NWB is more than just a file format; it defines an ecosystem of tools, methods, and standards for storing, sharing, and analyzing complex neurophysiology data. The following provides a high-level overview of the main components for the NWB:N data standardization ecosystem. For each component we provide an overview of the problem, its function, and a description.
Problem: Definition of neuroscience data standards.
Approach: To support the formal and verifiable specification of neurodata file formats, NWB:N relies on the NWB:N specification language.
Function: The specification language provides mechanism to formally specify the organization of data.
Description: The specification language is defined in YAML (or JSON). The specification language defines formal structures for describing the organization of complex data using basic concepts, e.g., Groups, Datasets, Attributes, and Links. The specification language is used to extend the format, which is necessary to store types of data that are not currently managed by the format
Problem: Efficient interaction with neuroscience data.
Approach: Develop APIs that provide easy-to-use representations of NWB:N neurodata types for programmatic use and enable the mapping of these representations to/from data storage based on the NWB:N format specification.
Function: The role of data API(s) is to facilitate efficient interaction with neuroscience data stored in the NWB:N data format (e.g,. for reading, writing, querying, and analyzing neuroscience data).
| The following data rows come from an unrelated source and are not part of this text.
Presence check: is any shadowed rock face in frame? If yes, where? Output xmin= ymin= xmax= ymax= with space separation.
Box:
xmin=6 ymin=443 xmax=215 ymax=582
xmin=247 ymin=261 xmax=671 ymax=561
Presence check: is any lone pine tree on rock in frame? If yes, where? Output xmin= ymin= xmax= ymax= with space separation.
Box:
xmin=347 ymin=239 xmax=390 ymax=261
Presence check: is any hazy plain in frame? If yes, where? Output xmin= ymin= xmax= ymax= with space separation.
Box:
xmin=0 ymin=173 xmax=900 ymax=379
An API provides a stable and usable interface for programmatic use and development of new applications. The API should insulate developers and users from implementation details related to the specification language, format specification, and data storage.
Description: NWB:N currently provides the following APIs
- PyNWB: Python reference API for NWB:N 2 to read, write, use, extend, and analyze data stored in NWB:N. Documentation . Sources (GitHub)
- MatNWB: Matlab API for NWB:N. Documentation . Sources (GitHub)
Community Software: In addition to the core APIs developed by the NWB team, there is a growing collection of software tools and libraries that support NWB. See our Analysis and Visualization Tools page for a list of tools that support NWB.
Problem: Storage of large collections of neuroscience data.
Approach: The NWB:N format currently uses the Hierarchical Data Format (HDF5) as primary storage mechanism.
Function: Data storage maps NWB:N primitives (Groups, Datasets, Attributes, Links etc.) to storage. In the case of HDF5 this is currently mostly a 1-to-1 mapping as the NWB:N primitives largely match HDF5 primitives.
Description: HDF5 was selected for the NWB:N format because it meets several key requirements. First, HDF5 it is a mature data format standard with libraries available in multiple programming languages. Second, HDF5’s hierarchical structure allows data to be grouped into logical self-documenting sections. The HDF5 structure is analogous to a file system in which its “groups” and “datasets” correspond to directories and files. Groups and datasets can have attributes that provide additional details, such as authorities’ identifiers. Third, the HDF5 linking feature enables data stored in one location to be transparently accessed from multiple locations in the hierarchy. The linked data can be external to the file. Fourth, HDF5 is widely supported across programming languages (e.g., C, C++, Python, MATLAB, R among others) and tools, such as, HDFView, a free, cross-platform application, can be used to open a file and browse data. Fifth, the HDF Group, a nonprofit group, ensures the ongoing accessibility of HDF-stored data.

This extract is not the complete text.